Aren’t Palestinians women too?
Thursday, November 2, 2023
The title of this piece is inspired by Sojourner Truth, and later bell hooks’, famous clapback: “Ain’t I a woman?”. Black feminists have always been asked to justify our tactics and sympathies to white women.
An article about us in the Jewish Chronicle asks: Why does a feminist group care about Gaza? What has bombs and genocide got to do with women and feminism? To our Black and migrant Sisters whose feminism has, by necessity, always been about more than domestic patriarchy, this is a familiar question. It translates roughly to: ‘why do you care about things beyond white Western women’s sympathies or concerns?’
This question sets up a false binary between two things conceived as being opposed to each other: justice for Palestinians on the one hand, and feminism on the other. This is an entirely disgusting and depraved juxtaposition, if you pay attention to conditions on the ground for women in Gaza. So in response we ask the Jewish Chronicle: aren’t Palestinians women too?
50,000 women in Gaza are pregnant. 5,500 are due to give birth in the next month. The collapse of the Gazan healthcare system due to Israel’s genocidal actions, and the lack of medicine and medical supplies as a result, means women in Gaza are facing medieval-style childbirths. We already know caesarian sections are taking place without anaesthesia, on the floors of hospitals. Hospitals that could at any second be blasted by Israeli missiles.

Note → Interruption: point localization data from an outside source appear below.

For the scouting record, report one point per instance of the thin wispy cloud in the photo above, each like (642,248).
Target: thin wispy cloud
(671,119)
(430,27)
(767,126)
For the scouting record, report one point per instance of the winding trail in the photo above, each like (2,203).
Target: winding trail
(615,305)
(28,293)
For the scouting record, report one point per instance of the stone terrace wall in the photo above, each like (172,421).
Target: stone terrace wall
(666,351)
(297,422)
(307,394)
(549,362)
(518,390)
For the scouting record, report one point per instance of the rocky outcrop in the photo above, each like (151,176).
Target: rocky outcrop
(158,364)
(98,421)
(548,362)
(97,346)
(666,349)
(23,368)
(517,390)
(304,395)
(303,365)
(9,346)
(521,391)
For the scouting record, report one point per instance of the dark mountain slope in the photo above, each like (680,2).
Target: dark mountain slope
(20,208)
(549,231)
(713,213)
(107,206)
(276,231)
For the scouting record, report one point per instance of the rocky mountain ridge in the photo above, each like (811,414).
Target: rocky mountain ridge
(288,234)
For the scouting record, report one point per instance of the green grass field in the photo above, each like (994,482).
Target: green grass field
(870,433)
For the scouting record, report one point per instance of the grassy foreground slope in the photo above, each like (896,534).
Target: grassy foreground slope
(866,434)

Women who give birth over the coming days, weeks and months will likely have no homes to take their newborn children to, nor can mothers produce sufficient milk to keep them alive due to Israel’s starving of Gaza. Feminists have long fought to improve the quality of, and ensure universal access to, women’s healthcare: today in Gaza the act of bringing life into the world has become a potential death sentence – for mother and baby.

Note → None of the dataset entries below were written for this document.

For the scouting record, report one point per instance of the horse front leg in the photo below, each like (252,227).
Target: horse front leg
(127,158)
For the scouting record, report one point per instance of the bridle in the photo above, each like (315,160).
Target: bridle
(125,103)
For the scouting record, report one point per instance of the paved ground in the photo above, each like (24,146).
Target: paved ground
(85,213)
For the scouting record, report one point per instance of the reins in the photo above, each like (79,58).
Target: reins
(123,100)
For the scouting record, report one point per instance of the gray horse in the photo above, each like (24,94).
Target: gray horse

We know that in times of human catastrophe and crisis, barbarity and oppression, women experience the brunt of violence: both at an interpersonal and institutional level. We know that with war comes brutal, unflinching gendered violence. These universal facts – that come out of living in a patriarchal and violent world – don’t change when the women are Palestinian.
More broadly, we know that the mutually sustaining systems of apartheid, settler colonialism and occupation, that keep Palestinians cruelly oppressed, have devastating effects on the psyche of women, and is incompatible with women’s liberation. This is why Palestinian women’s rights organisations and activists have themselves long insisted that women’s struggle and the struggle for national liberation are inseparable.
We know divisions of labour exist in Palestine in similar ways they do in the West: when Palestinian men are caged in Israeli jails, or killed by Israeli guns it is women who pick up the additional work to raise Palestinian families. Traumatised Palestinian mothers, having to raise traumatised Palestinian children, in conditions of inhumane oppression.
This is a dynamic too many Black women in the West know well: it is almost always Black women who run the justice campaigns, and are the ballast that holds a family upright, when a Black man has been murdered by police, or locked up due to the systematic targeting of Black men and boys in Western criminal justice systems.
It’s important to peer through a feminist lens when looking at the ongoing genocide and 100 year oppression of Palestinians. However, with reports of sexualised torture being used to brutalise Palestinian men and boys by Israeli authorities, long before this moment; silenced narratives of the rape of Palestinian women during the Nakba; reports of sexualised violence being meted out on Israeli women by Hamas; as well as the Islamophobic and racist weaponisation of sexual violence that presents it as an Arab, as opposed to a global, problem* there are multiple, overlapping ways feminists must speak out.
Yet, the bottom line is a fundamentally human one. We believe in freedom for all Palestinians.
Quite rightly, no people would ever accept being murdered, humiliated, dispossessed, racially targeted, oppressed, cleansed, exiled – and colonised – without resisting. This means lasting peace will only ever be possible when Palestinians are free. Period.
Freedom means Palestinians having full human rights; to live, love and laugh as equal human beings in a democracy, for all the people on all the land, built on equal rights – not demographic majorities and racial supremacy. This requires political, not military, solutions and that begins with a ceasefire now!
We care about Gaza because we care about women. And we care about women because we care about humanity.
*We added this following generous and loving feedback from our Arab/Muslim comrades – thank you.